兄弟が兄弟を殺しあう悲惨な現実がパレスチナの現実だ。もう何千年と争い続けて来た歴史がある。
この詩人もエルサレムに立って、血の争いをして来た歴史を知っている。兄弟や肉親が殺された痛みを知っている。
自分の兄弟が、自分の先祖が痛めつけられた苦しみを詩人は知っている。しかし、今、エルサレムの神殿に来て、このエルサレムに心を向けられている神を見つめる。
神に集中する時、今まで心が束縛されていた、自分の兄弟が、自分の祖先が、自分の民族がと考えてしまう、狭い考えから解放されていく。自分の兄弟が、自分の祖先が、自分の民族が痛めつけられたという思いから出る憎しみや怒りから解放されている。
ラハブはエジプト人を指し、バビロンやペリシテ、クシュ、このクシュとはエチオピアだ。これらの国々、民族はイスラエルを支配したり苦しめたりしてきた民族です。このような現実の中では民族主義が高まっていく。しかし、詩人は「神は、すべての民族を神の都から生まれた者とされると決意された」と語る。
今、敵対している民族と民族、国と国「すべて神から生まれた者」と、神はしてくださるというのだ。
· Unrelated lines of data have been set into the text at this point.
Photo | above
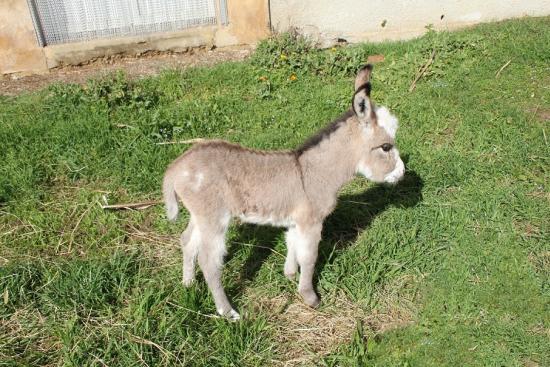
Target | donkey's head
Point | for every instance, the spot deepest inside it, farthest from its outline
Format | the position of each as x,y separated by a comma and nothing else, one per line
379,161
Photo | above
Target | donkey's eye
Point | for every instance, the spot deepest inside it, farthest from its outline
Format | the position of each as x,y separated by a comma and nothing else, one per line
386,147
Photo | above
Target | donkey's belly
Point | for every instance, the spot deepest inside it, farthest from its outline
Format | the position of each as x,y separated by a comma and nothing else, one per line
266,220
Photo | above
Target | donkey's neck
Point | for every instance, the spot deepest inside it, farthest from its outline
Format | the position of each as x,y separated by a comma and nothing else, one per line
330,164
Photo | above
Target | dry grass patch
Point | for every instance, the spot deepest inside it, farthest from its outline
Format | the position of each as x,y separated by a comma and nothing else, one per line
305,335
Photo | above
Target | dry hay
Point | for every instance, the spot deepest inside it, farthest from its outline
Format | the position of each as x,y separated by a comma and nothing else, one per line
304,335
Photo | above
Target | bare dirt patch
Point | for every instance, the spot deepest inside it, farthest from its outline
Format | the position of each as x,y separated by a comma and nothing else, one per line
150,63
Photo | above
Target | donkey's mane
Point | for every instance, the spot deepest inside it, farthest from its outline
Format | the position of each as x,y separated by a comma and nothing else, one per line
323,134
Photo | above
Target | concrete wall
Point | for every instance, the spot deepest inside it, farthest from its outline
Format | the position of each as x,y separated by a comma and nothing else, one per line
20,53
377,20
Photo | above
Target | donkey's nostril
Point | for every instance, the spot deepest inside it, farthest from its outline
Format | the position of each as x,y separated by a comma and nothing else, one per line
397,174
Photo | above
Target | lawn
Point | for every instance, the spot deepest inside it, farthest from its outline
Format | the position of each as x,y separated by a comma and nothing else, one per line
449,268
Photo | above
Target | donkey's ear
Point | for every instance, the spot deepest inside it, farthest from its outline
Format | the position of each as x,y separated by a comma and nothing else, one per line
362,106
363,76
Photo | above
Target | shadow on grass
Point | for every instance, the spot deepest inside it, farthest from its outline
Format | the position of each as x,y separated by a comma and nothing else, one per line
353,214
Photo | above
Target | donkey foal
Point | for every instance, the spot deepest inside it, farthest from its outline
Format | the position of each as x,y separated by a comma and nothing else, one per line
216,181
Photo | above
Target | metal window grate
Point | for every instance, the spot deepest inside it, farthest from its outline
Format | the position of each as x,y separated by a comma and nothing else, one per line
62,21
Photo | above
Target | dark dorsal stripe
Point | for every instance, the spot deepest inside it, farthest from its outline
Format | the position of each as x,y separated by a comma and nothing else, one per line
366,87
323,133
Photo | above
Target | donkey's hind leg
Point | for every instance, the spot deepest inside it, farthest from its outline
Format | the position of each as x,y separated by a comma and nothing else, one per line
211,253
291,264
190,242
305,240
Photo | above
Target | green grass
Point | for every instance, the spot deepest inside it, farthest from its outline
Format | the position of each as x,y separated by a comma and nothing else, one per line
450,268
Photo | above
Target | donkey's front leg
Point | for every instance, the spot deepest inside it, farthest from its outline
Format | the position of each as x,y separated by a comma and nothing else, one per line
305,241
211,255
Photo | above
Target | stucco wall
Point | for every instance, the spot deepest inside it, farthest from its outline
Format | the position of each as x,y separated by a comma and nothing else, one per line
377,20
248,22
19,51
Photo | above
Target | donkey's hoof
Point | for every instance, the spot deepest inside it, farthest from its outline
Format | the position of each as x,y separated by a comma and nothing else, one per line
290,276
231,314
310,298
187,282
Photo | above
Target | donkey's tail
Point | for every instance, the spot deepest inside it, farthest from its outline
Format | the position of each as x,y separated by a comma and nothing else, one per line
170,198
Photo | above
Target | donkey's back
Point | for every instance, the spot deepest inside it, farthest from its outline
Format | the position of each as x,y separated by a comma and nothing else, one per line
216,178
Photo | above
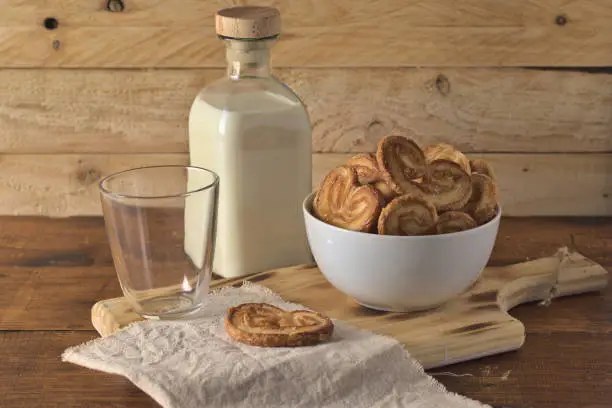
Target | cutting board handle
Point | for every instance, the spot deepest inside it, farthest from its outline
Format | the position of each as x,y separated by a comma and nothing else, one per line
563,274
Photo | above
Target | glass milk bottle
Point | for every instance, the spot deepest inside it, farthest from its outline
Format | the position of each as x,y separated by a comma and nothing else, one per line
254,132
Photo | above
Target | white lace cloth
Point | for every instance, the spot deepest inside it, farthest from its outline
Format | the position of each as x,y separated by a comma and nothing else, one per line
194,363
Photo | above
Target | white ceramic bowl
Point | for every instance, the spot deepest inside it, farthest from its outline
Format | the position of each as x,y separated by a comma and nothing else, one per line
397,273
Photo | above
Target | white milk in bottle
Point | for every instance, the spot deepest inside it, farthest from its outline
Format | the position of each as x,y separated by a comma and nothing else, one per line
254,132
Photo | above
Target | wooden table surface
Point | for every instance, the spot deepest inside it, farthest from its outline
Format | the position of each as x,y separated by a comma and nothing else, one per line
53,270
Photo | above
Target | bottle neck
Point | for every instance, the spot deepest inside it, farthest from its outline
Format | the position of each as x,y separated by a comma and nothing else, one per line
248,58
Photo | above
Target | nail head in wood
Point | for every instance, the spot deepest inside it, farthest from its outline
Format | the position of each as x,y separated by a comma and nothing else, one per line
561,20
443,84
115,6
50,23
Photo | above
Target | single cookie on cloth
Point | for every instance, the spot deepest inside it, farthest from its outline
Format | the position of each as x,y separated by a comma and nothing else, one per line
264,325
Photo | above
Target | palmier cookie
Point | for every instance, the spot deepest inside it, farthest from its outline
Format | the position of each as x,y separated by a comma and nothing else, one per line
407,215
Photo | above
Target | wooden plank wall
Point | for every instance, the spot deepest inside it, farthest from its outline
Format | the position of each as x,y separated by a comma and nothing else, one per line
85,91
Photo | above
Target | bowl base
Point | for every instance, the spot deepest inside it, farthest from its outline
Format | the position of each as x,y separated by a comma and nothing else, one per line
390,309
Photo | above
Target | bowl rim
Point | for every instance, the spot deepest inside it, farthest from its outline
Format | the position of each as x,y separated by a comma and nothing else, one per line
307,209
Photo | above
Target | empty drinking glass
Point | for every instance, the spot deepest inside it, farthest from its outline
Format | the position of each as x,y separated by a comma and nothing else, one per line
161,224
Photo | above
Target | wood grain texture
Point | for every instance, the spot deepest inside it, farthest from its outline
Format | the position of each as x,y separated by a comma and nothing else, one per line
43,257
436,33
565,362
146,111
472,325
67,185
573,374
64,185
308,13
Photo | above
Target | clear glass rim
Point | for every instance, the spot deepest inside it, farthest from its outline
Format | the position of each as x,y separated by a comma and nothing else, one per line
116,195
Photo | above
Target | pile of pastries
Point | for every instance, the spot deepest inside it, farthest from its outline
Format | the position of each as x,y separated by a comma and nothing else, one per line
402,189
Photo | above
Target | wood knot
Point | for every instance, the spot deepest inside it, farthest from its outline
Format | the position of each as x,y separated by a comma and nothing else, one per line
443,84
88,176
115,6
561,20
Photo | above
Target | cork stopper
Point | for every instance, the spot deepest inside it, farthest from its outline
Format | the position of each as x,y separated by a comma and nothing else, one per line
248,22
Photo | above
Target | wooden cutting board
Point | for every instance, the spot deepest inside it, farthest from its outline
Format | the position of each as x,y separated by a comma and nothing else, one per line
473,325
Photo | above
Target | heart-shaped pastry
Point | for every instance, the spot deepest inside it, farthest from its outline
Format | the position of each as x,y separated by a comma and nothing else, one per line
407,215
483,203
446,185
342,202
454,221
264,325
400,161
447,152
366,167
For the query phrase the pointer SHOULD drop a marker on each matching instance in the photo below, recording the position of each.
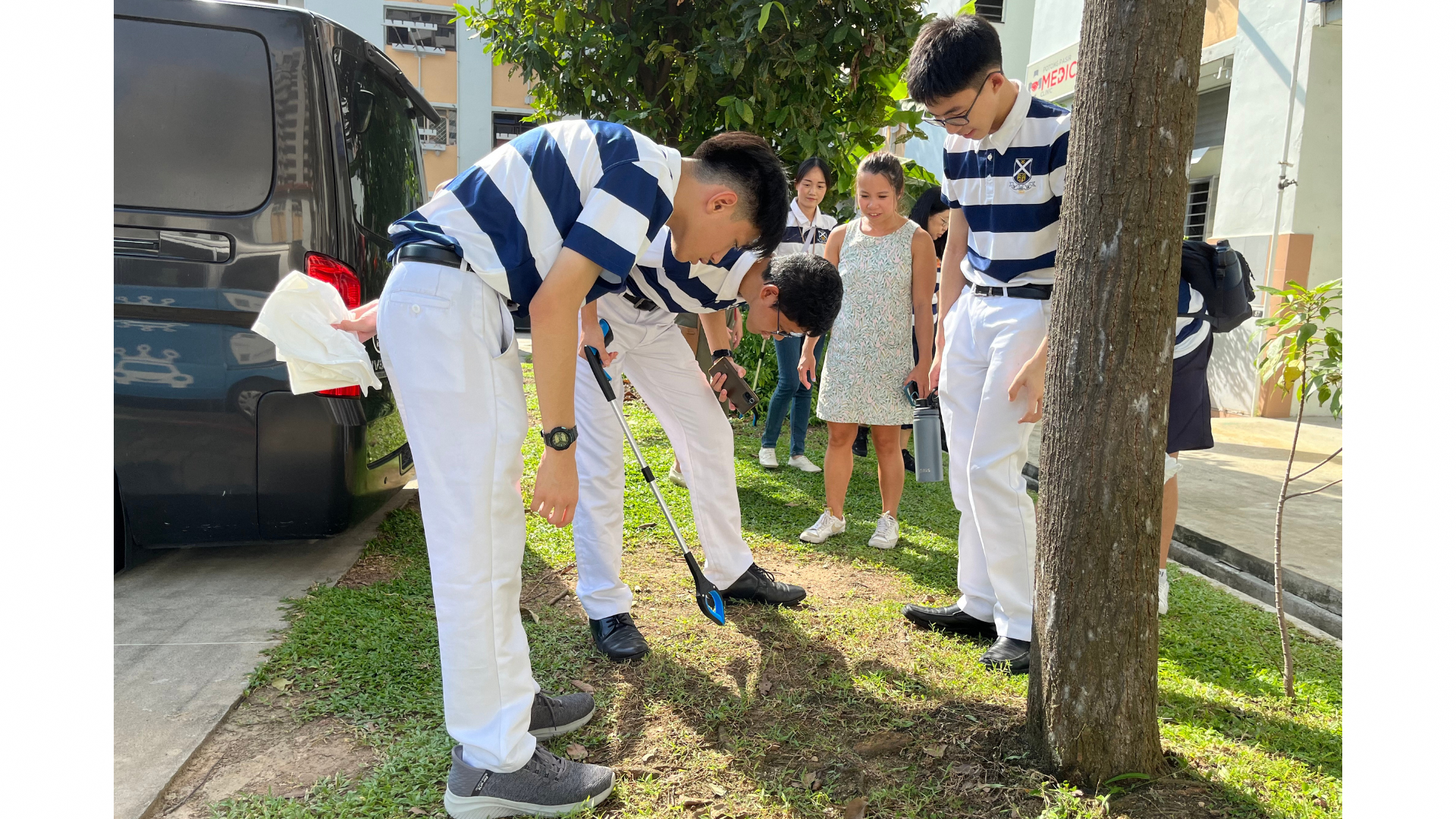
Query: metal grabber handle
(708, 598)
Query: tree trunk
(1094, 675)
(1279, 538)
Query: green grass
(840, 668)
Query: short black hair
(949, 55)
(810, 290)
(928, 206)
(887, 165)
(746, 164)
(810, 165)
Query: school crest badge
(1021, 177)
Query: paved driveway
(190, 629)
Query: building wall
(509, 91)
(1263, 58)
(463, 79)
(1318, 209)
(1057, 24)
(475, 89)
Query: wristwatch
(561, 438)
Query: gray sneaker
(554, 716)
(545, 786)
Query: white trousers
(450, 353)
(666, 375)
(986, 343)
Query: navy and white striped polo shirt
(1009, 188)
(805, 235)
(1188, 333)
(682, 287)
(599, 188)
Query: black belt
(435, 254)
(425, 253)
(1040, 292)
(639, 302)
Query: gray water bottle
(928, 466)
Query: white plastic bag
(296, 318)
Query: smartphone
(739, 392)
(912, 390)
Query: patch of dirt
(370, 570)
(259, 749)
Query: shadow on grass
(791, 717)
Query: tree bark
(1092, 698)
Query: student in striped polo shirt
(805, 292)
(1005, 159)
(557, 218)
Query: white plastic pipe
(1283, 165)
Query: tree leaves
(1304, 354)
(764, 14)
(658, 64)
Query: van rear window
(194, 118)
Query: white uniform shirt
(804, 235)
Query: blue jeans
(789, 391)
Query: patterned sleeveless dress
(868, 354)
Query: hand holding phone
(740, 395)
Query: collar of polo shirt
(1002, 137)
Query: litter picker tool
(708, 598)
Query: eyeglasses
(963, 118)
(778, 325)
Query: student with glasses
(791, 297)
(1005, 169)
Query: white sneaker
(823, 529)
(801, 463)
(887, 532)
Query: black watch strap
(560, 438)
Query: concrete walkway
(190, 629)
(1229, 493)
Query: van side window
(194, 126)
(381, 145)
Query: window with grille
(437, 136)
(1200, 209)
(993, 11)
(510, 126)
(419, 31)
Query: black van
(249, 142)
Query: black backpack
(1222, 276)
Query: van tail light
(338, 275)
(341, 279)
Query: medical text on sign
(1041, 85)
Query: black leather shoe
(759, 586)
(618, 637)
(949, 618)
(1011, 656)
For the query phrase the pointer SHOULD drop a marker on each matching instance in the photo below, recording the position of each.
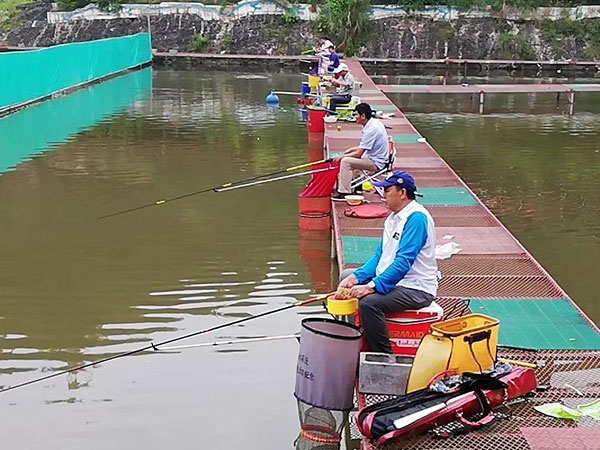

神から生まれた者はもはや敵意も憎しみも無い、全て神の前に一つにされた神の民である。
この詩人に示された神のご意思は、主イエス・キリストにおいて成就した。
「こうしてキリストは、双方を御自分において一人の新しい人に造り上げて平和を実現し、十字架を通して、両者を一つの体として神と和解させ、十字架によって敵意を滅ぼされました。」(エフェソ二章一五節〜一六節)
憎しみと怒りが渦巻くところから神の命が、十字架の愛が示される。エルサレムが平和であれば世界は平和であるといわれるエルサレムで、主イエス・キリストは十字架におかかりになり死んでくださった。エジプト人、バビロンやペリシテ、エチオピアも、そしてわたし達、全ての者が神の赦しと祝福を受ける道が開かれたのだ。